This script generates scale-free graphs that resemble dependency graphs extracted from Java source code (aka software-realistic graphs). It implements the BCR+ model, described in this (unfinished) paper.
The graphs are directed and clustered, i.e., each vertex is assigned to a cluster, that can be seen as an architectural module. Thus, they can be used as benchmarks for software architecture recovery algorithms.
If you prefer, you can download a list of 2145 pre-generated software-realistic graphs.
You'll need the Ruby programming language (at least v1.8).
To synthesize a graph, you have to call the create_bcr+.rb
script passing some parameters:
Input/output:
-i, --input=FILE File containing the architecture
(required)
-1, --output=FILE Output l1 filename (required)
-2, --output=FILE Output l2 filename (required)
Model parameters:
-n, --nodes=N Number of nodes (default: 1000)
--p1=P Probability of adding a vertex with an
outgoing edge (default: 0.41)
--p2=P Probability of adding a vertex with an
ingoing edge (default: 0.10)
-b, --p3=P Probability of adding an edge between
vertices from distinct modules
(default: 0.49)
-m, --mixing=P Mixing parameter.
(default: 0.0539)
--din=N In-degree offset (default: 0.0)
--dout=N Out-degree offset (default: 0.0)
--profile Profile the execution
Sample usage:
./create_bcr+.rb -i sample-architecture.pairs \
-1 sample-l1.pairs \
-2 sample-modules.pairs \
-n 300 \
--p1=0.1 --p2=0.1 --p3=0.8 \
-m 0.09 \
--din=3 --dout=3
It takes as input an architecture, i.e., a list of modules and allowed dependencies between modules.
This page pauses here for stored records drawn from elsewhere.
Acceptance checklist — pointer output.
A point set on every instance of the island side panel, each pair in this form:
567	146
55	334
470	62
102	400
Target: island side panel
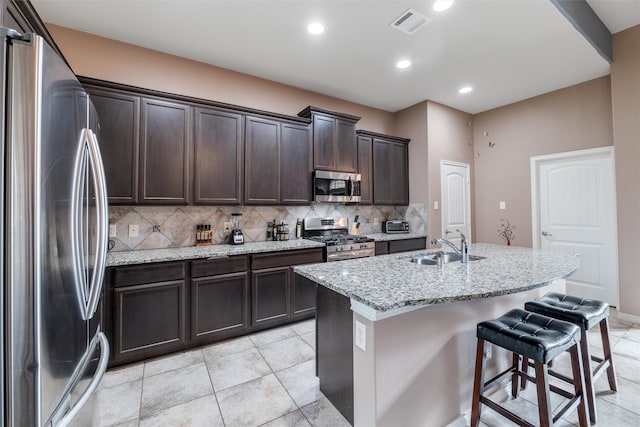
334	349
418	367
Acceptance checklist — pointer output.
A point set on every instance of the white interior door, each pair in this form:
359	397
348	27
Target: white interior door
574	211
456	200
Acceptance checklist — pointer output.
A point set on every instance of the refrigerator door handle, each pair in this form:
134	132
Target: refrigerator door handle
95	381
102	222
89	289
77	243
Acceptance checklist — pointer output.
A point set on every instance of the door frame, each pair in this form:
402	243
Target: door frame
536	161
467	166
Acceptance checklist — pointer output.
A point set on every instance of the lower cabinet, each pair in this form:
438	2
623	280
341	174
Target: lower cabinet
278	295
270	296
159	308
150	320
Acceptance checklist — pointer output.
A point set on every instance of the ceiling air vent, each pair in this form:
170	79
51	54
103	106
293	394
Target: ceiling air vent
410	21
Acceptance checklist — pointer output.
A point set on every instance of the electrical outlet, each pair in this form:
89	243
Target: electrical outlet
361	336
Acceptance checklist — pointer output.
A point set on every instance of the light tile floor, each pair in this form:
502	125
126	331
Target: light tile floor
268	379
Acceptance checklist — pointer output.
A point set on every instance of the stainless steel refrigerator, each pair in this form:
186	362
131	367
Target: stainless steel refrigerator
54	238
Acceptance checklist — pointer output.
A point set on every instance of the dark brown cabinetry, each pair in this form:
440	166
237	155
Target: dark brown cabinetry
278	295
365	168
218	157
334	139
390	170
149	310
165	152
262	161
119	142
219	298
296	153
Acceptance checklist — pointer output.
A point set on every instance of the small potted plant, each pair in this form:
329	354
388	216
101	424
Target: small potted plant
505	231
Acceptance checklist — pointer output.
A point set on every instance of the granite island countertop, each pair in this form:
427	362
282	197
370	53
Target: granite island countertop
383	286
178	254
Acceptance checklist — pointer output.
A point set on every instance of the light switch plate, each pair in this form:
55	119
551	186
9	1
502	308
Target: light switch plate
361	336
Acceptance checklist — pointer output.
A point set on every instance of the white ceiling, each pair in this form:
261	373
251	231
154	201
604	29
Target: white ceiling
508	50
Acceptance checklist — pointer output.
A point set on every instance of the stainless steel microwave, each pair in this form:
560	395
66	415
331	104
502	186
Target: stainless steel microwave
338	187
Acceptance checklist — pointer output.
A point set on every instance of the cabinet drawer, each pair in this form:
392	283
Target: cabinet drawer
148	273
283	259
215	266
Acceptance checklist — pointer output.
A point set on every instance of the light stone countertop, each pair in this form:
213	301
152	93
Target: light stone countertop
146	256
383	237
177	254
392	284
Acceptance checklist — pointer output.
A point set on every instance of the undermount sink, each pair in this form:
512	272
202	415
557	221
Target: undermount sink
432	259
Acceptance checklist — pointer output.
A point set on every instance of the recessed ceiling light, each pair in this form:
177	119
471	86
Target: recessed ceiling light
315	28
441	5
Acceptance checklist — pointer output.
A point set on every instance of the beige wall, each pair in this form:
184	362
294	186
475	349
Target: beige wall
105	59
574	118
625	91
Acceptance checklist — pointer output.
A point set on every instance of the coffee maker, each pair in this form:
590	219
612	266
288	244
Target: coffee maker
236	237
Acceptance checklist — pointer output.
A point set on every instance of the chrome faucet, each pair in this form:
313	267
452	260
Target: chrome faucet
464	246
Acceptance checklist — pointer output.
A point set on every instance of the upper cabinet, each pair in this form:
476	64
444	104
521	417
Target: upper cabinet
365	168
118	137
165	152
334	139
296	153
277	162
262	162
218	157
390	167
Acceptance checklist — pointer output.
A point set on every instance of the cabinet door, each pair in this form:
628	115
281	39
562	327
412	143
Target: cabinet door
119	143
150	320
295	165
219	306
270	289
365	169
165	147
262	163
323	143
303	298
218	154
399	174
346	147
381	173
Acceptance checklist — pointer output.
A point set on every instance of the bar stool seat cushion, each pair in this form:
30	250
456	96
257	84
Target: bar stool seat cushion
582	312
537	337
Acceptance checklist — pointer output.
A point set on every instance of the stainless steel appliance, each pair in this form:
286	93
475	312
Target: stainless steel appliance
336	187
395	226
54	239
340	245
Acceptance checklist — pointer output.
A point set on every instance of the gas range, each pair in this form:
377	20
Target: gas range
340	245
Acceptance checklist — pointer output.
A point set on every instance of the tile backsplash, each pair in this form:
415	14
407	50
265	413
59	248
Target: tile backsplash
175	226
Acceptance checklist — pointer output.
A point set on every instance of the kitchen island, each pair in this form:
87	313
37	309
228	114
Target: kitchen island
396	340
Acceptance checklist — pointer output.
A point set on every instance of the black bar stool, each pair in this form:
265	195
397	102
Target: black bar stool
584	313
540	339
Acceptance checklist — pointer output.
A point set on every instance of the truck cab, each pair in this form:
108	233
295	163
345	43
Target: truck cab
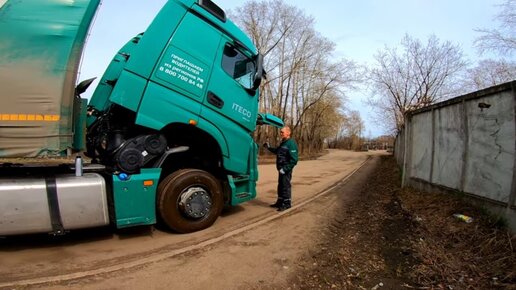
170	124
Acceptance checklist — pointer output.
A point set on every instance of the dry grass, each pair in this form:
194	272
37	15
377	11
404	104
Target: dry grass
393	238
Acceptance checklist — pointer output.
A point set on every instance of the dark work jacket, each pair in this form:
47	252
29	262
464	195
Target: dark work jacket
287	155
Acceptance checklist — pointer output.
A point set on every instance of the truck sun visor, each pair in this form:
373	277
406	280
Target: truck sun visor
213	9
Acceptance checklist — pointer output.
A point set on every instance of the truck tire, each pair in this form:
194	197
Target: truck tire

For a quick start, you can use the file sample-architecture.pairs
bundled with this package. It outputs two files that describe the synthesized graph. The first one describes the edges, and the second onde describes the modules.
Vertices are represented as sequential integer numbers starting from zero. Directed edges are represented as an ordered pair of integers. Modules are represented as sequential numbers starting from zero (or, in general, any string). Each vertex belong to exactly one module.
The graph is represented as two files: the first representing its edges, and the second representing the mapping between vertices and modules.
In the first file, each edge is represented in one line. Each line contains two numbers separated by a blank space. The first number represents the vertex that is the origin of the edge. The second number represents the vertex that is the destination of the edge.
In the second file, each line contains two numbers separated by a blank space. The first number is the number of a vertex, and the second number is the number of the module to which the vertex belongs. Example:
FIRST FILE (edges):
0 1
1 2
2 3
3 4
0 2
2 0
SECOND FILE (modules):
0 0
1 0
2 1
3 1
4 1
This description represents a graph with 5 vertices (0 up to 4) and 6 edges. It is basically a circular graph with an additional bidirectional edge (0 2 / 2 0). Also, there are two modules, one module with 2 vertices and the other with 3 vertices.
The input architecture is described the same way edges are described. Each line of the file represents a pair of modules, so that that first module can depend on the second module.